Scranton’s debut novel, War Porn, has been described by the Wall Street Journal as, “One of the best and most disturbing war novels in years.” The words “disturbing” and “brutal” have surfaced in many of the reviews of War Porn. Perhaps, this assertion comes because in his novel Scranton holds nothing back, while North American society seems to have a one track mind on the image of a war hero, reminiscent of “The Soldier,” by Rupert Brooke. Scranton has admitted that by all accounts the novel was completed in 2011, but because of societal constructs around the image of American soldiers, publication during that time was out of the question. Through this lens, Scranton’s novel is akin to “Dulce et Decorum Est,” by Wilfred Owen, and the uneasy feeling that most reviewers have is not directed at the reality that Scranton portrays on the page but at the juxtaposition of a reality based on firsthand experience vs. the imagery of an ideology.

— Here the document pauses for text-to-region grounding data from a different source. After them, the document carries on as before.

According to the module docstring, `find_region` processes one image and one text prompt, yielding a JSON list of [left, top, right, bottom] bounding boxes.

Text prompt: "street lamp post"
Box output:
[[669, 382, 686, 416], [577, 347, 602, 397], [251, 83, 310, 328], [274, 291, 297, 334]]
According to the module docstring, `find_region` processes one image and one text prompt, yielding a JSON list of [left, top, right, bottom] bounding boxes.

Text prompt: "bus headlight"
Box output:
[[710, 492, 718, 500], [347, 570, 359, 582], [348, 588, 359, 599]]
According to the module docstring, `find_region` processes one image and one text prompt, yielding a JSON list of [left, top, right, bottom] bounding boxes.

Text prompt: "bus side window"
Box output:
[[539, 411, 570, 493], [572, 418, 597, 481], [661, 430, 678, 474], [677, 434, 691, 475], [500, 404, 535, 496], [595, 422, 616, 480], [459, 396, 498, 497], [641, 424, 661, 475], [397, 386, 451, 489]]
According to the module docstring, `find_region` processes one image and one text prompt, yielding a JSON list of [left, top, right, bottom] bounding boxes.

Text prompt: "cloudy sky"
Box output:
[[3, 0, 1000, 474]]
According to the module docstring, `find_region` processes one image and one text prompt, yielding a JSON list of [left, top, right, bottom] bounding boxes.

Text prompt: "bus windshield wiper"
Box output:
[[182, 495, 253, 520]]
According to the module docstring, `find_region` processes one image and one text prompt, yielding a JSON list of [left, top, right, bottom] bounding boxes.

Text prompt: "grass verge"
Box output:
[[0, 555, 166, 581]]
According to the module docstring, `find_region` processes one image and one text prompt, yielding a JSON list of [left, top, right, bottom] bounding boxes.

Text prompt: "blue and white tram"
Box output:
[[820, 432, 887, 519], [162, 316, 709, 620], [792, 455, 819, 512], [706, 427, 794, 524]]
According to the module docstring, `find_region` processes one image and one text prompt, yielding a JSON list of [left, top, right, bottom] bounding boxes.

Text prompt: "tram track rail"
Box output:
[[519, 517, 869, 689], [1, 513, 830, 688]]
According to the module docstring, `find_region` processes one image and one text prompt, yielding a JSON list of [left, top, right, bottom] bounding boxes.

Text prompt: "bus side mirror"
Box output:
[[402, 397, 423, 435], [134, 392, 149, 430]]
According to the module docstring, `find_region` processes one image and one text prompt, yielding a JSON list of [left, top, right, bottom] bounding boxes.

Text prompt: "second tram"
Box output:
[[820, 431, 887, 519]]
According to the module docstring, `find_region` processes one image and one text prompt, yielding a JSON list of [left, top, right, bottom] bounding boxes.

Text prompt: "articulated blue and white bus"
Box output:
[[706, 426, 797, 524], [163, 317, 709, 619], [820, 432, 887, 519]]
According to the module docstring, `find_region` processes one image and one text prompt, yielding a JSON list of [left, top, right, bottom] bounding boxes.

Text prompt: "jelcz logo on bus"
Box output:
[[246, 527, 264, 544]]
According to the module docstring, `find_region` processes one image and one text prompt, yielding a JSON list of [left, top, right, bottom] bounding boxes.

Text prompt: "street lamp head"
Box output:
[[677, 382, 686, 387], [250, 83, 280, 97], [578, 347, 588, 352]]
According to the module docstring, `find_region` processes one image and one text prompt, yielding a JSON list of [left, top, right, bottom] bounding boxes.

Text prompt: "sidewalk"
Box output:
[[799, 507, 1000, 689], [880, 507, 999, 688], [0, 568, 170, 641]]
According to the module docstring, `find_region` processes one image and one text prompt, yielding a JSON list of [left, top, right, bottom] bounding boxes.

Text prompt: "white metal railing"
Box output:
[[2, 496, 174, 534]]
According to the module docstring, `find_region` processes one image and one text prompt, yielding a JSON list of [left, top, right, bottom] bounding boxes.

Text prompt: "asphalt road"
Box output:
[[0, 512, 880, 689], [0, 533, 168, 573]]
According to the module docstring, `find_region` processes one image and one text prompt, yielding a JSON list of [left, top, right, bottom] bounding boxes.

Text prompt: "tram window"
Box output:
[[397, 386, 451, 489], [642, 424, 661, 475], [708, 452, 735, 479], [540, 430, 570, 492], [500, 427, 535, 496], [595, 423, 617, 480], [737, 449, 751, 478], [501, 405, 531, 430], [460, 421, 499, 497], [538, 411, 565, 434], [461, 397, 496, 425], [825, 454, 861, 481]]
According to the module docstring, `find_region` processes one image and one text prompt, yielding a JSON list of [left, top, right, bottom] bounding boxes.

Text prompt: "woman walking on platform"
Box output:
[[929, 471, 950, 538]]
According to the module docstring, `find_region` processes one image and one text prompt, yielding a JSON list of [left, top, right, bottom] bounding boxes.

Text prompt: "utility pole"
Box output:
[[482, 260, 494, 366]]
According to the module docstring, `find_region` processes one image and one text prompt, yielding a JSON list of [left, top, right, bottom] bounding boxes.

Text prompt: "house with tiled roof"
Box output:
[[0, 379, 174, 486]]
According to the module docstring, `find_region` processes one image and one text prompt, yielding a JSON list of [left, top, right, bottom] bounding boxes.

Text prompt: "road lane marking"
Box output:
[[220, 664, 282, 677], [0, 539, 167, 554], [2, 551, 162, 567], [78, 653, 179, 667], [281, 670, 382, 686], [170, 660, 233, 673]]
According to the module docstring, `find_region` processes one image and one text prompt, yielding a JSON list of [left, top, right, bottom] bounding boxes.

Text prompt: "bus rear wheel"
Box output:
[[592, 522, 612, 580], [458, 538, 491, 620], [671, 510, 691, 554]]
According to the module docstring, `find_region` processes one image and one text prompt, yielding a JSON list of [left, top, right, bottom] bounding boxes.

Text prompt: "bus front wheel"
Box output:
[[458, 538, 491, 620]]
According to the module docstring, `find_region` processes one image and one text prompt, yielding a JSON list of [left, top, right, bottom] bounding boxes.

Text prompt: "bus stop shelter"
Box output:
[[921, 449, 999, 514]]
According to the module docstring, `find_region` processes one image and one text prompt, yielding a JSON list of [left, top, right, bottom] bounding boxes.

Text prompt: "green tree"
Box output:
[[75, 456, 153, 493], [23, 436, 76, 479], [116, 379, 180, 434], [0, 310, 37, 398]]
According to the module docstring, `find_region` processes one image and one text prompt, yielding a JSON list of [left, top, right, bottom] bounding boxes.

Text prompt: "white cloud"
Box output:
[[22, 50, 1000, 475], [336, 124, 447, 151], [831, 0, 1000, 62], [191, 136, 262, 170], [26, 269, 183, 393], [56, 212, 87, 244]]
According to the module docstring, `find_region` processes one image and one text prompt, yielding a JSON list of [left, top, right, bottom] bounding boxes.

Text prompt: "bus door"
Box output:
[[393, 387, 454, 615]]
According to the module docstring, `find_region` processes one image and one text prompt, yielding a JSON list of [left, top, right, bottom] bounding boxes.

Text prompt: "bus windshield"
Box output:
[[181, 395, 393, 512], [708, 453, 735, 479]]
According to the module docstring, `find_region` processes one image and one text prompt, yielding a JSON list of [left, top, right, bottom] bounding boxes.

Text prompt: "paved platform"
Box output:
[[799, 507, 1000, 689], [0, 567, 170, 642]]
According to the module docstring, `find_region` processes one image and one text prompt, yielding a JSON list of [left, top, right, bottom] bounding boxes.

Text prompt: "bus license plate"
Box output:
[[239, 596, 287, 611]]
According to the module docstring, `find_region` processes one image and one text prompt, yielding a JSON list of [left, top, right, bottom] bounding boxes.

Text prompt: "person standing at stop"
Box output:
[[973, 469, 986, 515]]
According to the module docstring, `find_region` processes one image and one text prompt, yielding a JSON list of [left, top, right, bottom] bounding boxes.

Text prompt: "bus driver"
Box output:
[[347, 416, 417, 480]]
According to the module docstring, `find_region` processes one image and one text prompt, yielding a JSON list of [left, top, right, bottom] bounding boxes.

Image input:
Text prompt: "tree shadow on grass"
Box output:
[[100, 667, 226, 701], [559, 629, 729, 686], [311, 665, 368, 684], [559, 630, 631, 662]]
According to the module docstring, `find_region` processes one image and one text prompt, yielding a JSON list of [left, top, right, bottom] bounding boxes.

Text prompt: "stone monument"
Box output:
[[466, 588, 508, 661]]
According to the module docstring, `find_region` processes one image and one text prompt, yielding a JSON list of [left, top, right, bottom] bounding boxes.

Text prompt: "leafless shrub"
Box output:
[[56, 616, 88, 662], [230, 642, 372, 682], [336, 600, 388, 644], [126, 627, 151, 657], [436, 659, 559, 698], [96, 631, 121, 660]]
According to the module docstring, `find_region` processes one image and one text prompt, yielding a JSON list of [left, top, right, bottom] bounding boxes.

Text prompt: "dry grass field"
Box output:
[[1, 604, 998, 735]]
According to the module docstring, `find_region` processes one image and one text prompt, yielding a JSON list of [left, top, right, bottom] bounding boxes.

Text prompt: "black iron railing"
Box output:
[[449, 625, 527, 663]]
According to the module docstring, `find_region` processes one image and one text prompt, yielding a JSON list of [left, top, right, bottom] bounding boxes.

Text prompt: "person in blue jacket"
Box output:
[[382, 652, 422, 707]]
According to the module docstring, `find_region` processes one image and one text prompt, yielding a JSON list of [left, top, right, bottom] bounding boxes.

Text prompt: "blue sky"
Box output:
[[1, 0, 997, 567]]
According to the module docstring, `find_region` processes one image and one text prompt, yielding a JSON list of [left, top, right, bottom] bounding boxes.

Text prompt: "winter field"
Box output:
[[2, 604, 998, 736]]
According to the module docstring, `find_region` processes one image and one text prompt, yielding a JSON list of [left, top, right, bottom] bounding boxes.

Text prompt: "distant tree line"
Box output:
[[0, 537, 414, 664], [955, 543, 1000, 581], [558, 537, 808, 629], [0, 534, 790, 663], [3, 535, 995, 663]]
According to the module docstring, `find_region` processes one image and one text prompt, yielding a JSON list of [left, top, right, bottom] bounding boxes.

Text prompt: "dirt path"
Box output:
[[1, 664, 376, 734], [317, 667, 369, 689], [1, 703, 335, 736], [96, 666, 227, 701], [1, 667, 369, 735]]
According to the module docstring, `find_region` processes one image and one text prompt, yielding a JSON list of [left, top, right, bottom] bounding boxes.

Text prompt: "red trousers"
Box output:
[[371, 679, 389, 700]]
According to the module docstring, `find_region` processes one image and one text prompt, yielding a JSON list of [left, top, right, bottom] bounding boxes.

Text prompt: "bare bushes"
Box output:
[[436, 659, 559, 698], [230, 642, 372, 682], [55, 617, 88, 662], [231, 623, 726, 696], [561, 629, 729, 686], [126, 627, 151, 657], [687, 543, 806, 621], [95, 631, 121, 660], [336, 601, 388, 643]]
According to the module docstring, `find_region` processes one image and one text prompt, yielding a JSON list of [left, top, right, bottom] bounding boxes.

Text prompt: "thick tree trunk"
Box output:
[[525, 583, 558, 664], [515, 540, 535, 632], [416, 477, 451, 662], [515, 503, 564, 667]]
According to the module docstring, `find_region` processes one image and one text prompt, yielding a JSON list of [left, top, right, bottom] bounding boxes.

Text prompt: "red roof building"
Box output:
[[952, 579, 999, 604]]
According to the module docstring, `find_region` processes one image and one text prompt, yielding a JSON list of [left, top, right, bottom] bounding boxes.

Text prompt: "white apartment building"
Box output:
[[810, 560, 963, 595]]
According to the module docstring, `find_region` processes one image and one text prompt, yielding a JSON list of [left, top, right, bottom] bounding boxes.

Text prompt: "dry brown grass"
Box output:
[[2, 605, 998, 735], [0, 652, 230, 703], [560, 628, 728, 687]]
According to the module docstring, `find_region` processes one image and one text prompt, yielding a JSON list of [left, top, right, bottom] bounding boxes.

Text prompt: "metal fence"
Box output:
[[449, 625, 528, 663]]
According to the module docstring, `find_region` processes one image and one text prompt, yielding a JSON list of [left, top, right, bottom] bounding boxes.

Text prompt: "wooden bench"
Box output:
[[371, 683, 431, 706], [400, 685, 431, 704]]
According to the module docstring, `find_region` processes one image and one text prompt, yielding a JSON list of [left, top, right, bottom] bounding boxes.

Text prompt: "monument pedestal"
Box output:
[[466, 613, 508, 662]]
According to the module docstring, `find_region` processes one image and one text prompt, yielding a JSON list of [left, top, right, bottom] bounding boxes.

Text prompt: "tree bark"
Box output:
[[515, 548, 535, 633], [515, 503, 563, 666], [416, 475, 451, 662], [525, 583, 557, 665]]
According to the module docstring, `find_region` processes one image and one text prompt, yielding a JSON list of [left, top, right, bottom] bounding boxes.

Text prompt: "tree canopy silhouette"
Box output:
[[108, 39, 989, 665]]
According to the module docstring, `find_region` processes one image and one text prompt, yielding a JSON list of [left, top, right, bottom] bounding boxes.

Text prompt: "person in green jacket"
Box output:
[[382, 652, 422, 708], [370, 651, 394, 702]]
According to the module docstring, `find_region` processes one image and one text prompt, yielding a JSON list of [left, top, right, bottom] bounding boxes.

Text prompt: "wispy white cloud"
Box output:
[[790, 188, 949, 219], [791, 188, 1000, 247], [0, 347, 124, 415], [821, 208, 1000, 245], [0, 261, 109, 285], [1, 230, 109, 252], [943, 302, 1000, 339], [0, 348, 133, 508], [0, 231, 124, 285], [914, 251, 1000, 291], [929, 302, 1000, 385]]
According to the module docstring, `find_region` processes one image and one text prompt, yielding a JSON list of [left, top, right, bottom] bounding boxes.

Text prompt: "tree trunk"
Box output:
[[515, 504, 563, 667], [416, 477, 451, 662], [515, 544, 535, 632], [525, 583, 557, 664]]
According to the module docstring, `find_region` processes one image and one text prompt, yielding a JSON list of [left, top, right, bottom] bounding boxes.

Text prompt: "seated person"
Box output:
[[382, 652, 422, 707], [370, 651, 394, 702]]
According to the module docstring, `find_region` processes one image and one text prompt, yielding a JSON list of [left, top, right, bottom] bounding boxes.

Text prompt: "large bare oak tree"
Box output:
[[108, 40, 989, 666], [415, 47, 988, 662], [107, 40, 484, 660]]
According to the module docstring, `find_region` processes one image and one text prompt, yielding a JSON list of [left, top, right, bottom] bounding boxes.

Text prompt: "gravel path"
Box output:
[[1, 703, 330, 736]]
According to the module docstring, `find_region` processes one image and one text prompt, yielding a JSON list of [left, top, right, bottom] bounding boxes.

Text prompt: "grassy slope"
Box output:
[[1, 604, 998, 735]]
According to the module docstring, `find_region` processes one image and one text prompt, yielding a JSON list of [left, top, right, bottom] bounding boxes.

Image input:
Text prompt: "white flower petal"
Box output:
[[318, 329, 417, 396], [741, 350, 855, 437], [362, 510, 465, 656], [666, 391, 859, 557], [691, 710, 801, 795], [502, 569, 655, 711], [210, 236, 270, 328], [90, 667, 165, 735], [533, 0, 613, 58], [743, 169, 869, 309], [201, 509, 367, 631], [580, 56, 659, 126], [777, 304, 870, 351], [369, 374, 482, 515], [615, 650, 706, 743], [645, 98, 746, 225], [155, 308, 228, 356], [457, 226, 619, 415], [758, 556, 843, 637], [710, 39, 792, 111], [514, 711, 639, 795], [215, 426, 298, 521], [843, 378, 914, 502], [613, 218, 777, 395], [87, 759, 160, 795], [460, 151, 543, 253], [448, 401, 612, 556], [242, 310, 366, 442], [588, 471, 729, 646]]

In War Porn, the characters seem to implore that there is no utopian war, there is no utopian soldier. There is only war and its effects on humanity.
Roy Scranton’s reading on September 21st will surely be interesting, and more than that it will open the door for the audience to not only question him as a writer and as a veteran, but also open the door for them to ask themselves what it means to exist in a world bombarded with war porn.